Differences in core functionality can very quickly amplify the degree of complexity a project has to face. Compound this complex decision making by thousands of features, integrations, and tools, and the choice of which engine to use and when to switch becomes so specific to the company, game and target audience.
We believe this degree of complexity, and ultimately compromise, is why many AAA studios choose to make their own engine. They not only eliminate any fees associated with their engine, but gain the ability to craft each component, fine tune features and avoid excess baggage associated with tools that are not required.
The complexity of game engines makes them sticky for many users, and new entrants have had a difficult time taking market share. Not only do new entrants have to bear the up-front cost of building an engine, but they are forced to overcome the network effects of incumbents. Incremental users to a game engine benefit the platform by contributing plugins, providing updated documentation or even answering questions on forums. To solve for this and rapidly drive adoption, a new engine would significantly benefit from public validation in the same way that Unreal Engine was marketed and fine tuned through Fortnite.
It will be difficult for new entrants to break into the existing duopoly of engines. GameMaker is largely a hobbyist engine and Godot, while promising, is struggling to pull mature developers onto the platform (Gamalytic). However, one potential approach to entering this market would be to create a new engine that caters to a very unique style of experience. For example, Frostbite Engine was originally created alongside Battlefield, allowing for multiplayer battlegrounds and dynamic destructible environments in ways that had not been achieved on other engines (EA).

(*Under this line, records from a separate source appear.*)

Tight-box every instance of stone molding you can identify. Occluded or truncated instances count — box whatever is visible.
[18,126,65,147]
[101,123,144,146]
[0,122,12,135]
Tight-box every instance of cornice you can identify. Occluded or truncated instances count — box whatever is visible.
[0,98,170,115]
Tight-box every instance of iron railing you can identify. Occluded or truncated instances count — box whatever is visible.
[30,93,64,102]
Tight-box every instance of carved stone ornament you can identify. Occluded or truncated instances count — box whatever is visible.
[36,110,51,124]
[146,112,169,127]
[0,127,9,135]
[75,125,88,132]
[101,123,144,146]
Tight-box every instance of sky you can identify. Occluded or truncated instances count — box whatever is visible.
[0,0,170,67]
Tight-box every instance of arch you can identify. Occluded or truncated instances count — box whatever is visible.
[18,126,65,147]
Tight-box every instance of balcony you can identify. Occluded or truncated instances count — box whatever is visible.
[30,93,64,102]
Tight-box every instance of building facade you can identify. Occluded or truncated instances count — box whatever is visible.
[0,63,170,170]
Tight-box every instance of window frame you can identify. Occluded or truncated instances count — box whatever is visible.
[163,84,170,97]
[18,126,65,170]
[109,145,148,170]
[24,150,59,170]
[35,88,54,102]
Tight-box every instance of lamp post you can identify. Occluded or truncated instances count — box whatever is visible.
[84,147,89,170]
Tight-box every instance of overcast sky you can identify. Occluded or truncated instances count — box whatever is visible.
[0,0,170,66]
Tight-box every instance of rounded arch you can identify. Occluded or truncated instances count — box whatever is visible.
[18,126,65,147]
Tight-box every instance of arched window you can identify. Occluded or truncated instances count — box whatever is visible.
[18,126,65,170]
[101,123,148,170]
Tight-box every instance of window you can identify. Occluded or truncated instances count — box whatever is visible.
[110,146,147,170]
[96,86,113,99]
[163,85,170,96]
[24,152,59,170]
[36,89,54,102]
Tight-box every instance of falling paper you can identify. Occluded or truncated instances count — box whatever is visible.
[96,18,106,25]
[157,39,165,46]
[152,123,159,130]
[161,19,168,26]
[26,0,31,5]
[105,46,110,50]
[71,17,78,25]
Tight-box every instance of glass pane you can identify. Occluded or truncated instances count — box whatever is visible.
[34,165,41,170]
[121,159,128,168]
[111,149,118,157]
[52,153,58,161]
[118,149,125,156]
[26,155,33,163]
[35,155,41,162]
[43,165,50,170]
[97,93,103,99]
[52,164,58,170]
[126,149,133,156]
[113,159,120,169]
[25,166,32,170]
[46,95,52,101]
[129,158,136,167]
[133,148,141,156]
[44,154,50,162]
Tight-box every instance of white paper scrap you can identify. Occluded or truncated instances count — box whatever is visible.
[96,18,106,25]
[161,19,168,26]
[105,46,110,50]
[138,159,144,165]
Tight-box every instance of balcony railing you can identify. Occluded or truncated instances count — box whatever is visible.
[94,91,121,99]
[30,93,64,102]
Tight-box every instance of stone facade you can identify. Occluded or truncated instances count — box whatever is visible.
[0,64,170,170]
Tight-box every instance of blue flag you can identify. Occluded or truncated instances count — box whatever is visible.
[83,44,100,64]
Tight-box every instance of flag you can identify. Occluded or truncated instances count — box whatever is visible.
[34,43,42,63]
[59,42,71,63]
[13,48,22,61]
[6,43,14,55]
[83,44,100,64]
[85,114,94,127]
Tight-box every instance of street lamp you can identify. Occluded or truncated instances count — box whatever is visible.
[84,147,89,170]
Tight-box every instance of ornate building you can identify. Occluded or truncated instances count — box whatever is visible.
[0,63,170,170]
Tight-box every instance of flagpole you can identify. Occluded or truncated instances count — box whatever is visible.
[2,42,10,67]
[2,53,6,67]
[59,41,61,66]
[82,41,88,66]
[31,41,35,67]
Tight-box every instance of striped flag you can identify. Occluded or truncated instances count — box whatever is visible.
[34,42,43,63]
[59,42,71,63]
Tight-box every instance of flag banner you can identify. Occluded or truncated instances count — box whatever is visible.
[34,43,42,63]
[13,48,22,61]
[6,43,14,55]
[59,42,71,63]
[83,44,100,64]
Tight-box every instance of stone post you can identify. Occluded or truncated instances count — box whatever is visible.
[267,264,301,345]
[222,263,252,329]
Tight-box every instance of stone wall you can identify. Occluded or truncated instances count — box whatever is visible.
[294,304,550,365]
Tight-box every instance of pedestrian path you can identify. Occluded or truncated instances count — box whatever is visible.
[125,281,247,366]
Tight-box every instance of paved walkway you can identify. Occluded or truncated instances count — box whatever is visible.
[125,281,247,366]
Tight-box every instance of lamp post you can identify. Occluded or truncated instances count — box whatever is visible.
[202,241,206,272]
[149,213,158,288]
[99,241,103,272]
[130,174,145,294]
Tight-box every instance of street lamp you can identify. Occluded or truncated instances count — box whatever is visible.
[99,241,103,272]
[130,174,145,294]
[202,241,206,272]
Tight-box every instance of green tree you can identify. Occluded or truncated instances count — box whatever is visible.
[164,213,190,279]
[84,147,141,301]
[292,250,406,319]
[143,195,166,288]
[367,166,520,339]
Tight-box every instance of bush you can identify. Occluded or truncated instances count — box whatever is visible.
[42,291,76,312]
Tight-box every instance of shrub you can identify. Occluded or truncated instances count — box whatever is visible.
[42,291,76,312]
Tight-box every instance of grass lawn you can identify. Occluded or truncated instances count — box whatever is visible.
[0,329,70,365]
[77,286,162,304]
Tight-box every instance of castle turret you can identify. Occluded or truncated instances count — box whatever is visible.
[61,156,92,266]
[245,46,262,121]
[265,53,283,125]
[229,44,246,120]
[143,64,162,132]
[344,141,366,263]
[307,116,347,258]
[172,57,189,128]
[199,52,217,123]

Takeaway: Because engines are complex amalgamations of specialized tech and the learning curve for developing on them is so high, it is difficult for new entrants to gain meaningful market share. We believe upstart engines that want mass appeal have a couple of narrow paths to success: 1) focusing on new distribution platforms or 2) building a flywheel on successful 1st party content. New distribution platforms (non PC, console, or mobile), such as virtual reality or cloud gaming, offer the chance for new entrants to leapfrog incumbents and offer a significantly better development suite and featureset for the target platform. The window for this innovation is likely small given that large tech companies will build new engines in house (i.e. Reality Kit for the Vision Pro) with Unity and Unreal providing alternate rendering engines for the masses over time. However, for a nimble, aggressive start-up, the emergence of new interactive experiences and new technology may provide a window for rapid innovation.